Le soste ai negozi di souvenir che nessuno aveva chiesto
Una frustrazione che vale la pena segnalare onestamente per chiunque prenoti un tour simile: il nostro itinerario includeva due soste non programmate in quelli che erano chiaramente negozi di souvenir e artigianato a commissione, nessuno menzionato nella descrizione originale del tour, ognuno divorando quindici-venti minuti della nostra già stretta giornata. Nessuno nel nostro gruppo ha comprato nulla in nessuna delle due soste, e la sosta stessa sembrava un esercizio di riempitivo trasparente e leggermente imbarazzante piuttosto che una vera inclusione culturale.
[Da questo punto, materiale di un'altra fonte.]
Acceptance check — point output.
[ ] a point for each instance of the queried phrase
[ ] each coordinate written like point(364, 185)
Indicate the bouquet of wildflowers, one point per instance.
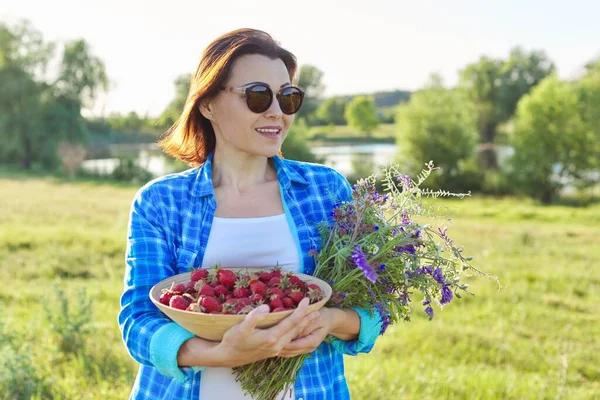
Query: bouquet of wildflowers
point(377, 255)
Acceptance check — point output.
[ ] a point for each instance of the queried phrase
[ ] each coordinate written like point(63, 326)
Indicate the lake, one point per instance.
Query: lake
point(346, 158)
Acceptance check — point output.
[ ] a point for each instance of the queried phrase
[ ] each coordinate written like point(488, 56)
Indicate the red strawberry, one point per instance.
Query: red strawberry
point(276, 272)
point(179, 302)
point(165, 297)
point(265, 277)
point(296, 296)
point(288, 303)
point(198, 274)
point(178, 289)
point(246, 310)
point(209, 304)
point(221, 290)
point(257, 298)
point(275, 292)
point(295, 281)
point(274, 282)
point(206, 290)
point(258, 287)
point(226, 278)
point(241, 292)
point(276, 303)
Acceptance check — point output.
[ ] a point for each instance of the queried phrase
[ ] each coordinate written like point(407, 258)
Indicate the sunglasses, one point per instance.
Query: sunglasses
point(259, 97)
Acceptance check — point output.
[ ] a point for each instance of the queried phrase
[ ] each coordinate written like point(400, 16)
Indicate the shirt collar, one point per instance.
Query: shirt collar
point(203, 186)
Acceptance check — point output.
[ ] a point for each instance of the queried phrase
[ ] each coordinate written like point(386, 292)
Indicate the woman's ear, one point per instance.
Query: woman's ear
point(205, 110)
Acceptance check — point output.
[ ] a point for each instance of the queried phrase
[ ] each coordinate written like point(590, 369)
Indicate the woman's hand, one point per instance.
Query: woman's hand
point(341, 323)
point(312, 335)
point(244, 343)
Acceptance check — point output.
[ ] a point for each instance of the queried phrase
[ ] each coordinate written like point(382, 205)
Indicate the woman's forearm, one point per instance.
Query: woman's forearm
point(345, 324)
point(198, 352)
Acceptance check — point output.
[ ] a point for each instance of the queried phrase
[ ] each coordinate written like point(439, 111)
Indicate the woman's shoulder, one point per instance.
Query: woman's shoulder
point(176, 184)
point(312, 172)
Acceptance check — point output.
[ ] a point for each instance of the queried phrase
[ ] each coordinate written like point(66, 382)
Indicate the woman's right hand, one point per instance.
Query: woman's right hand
point(244, 343)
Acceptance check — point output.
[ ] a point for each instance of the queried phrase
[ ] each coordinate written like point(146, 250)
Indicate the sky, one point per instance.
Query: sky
point(361, 46)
Questo non è unico a questo particolare operatore — è una pratica abbastanza comune tra i tour di fascia budget e media in tutta la regione — ma vale la pena chiedere direttamente a un operatore turistico, prima di prenotare, se soste shopping non programmate siano integrate nell’itinerario, dato che è effettivamente tempo aggiuntivo sottratto ai templi stessi senza essere dichiarato in anticipo.
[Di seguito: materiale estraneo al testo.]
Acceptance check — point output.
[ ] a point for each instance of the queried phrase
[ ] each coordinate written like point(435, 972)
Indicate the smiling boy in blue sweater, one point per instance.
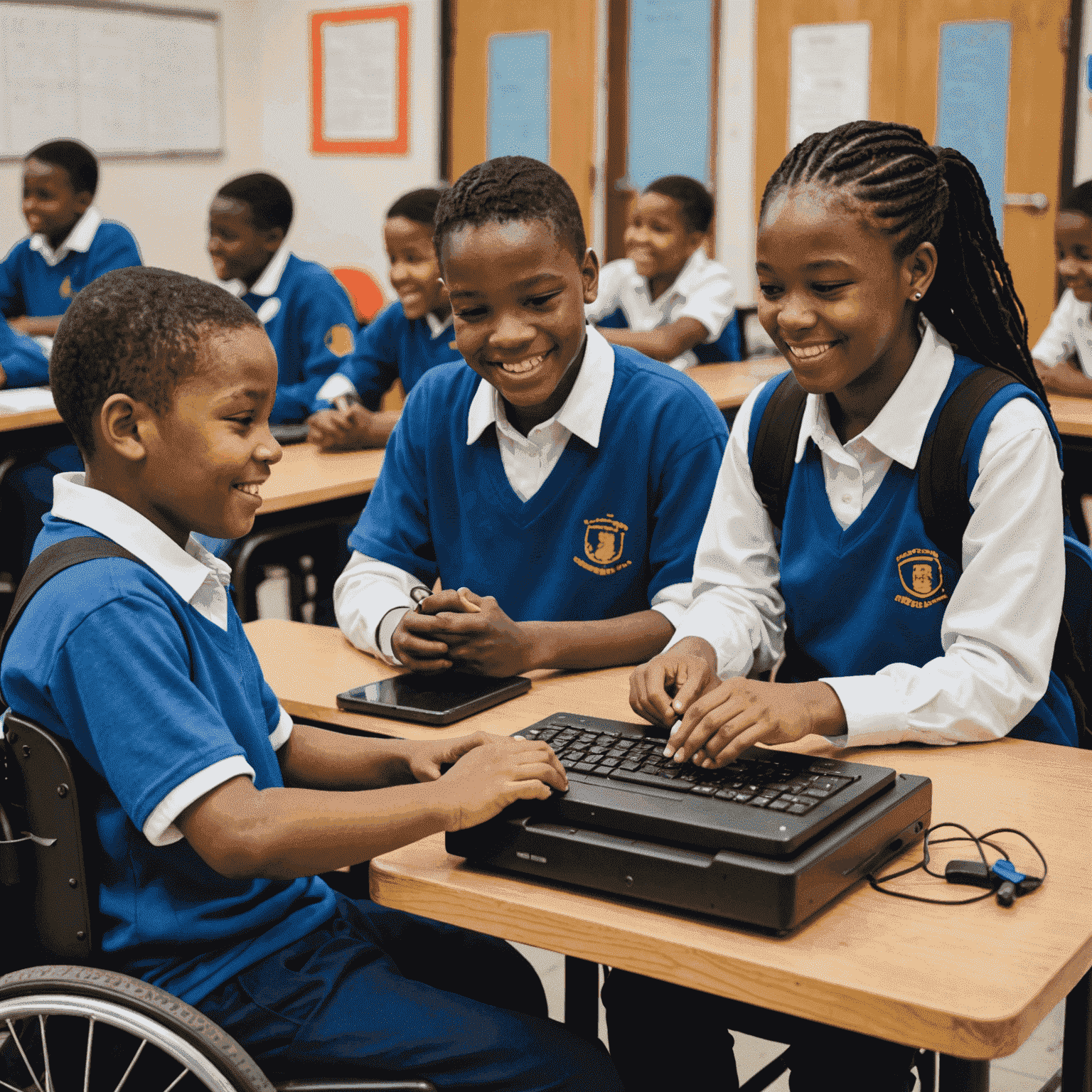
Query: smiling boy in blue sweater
point(560, 482)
Quindi, ne è valsa la pena
Sì, tutto sommato, ma con vere avvertenze. Il Tempio Bianco da solo giustifica una buona parte dello sforzo, il Tempio Blu ha superato le nostre aspettative, e la Black House ha fornito un contrappunto genuinamente inaspettato e memorabile agli altri due. Cosa diremmo a un amico che considera lo stesso viaggio: andateci accettando le sei ore di guida semplicemente come il costo del biglietto, non un difetto da minimizzare, e non programmate nulla di impegnativo per la sera del ritorno — siamo stati più prosciugati dal transito che da qualsiasi cosa abbiamo effettivamente fatto a Chiang Rai stessa.
Se l’intero confronto tra basarsi in una città o nell’altra è ancora una domanda aperta per il vostro viaggio, il nostro approfondimento su Chiang Mai contro Chiang Rai espone il caso per ognuna come base piuttosto che solo come destinazione di gita giornaliera — e per quello che vale, avendo ora visto entrambe, sceglieremmo comunque Chiang Mai come base e tratteremmo Chiang Rai esattamente come abbiamo fatto: una lunga gita giornaliera che vale la pena piuttosto che una tappa obbligatoria di pernottamento.
La versione di questo viaggio che prenoteremmo di nuovo, data la scelta, manterrebbe le stesse tre tappe ma spingerebbe per una partenza più anticipata — più vicino alle 6 piuttosto che alle 6:45 — specificamente per battere la folla del Tempio Bianco più decisamente e riguadagnare un po’ di tempo extra al Tempio Blu, che resta, anche dopo tutto il resto che abbiamo visto quel giorno, la tappa di cui parliamo di più quando il viaggio torna in discussione.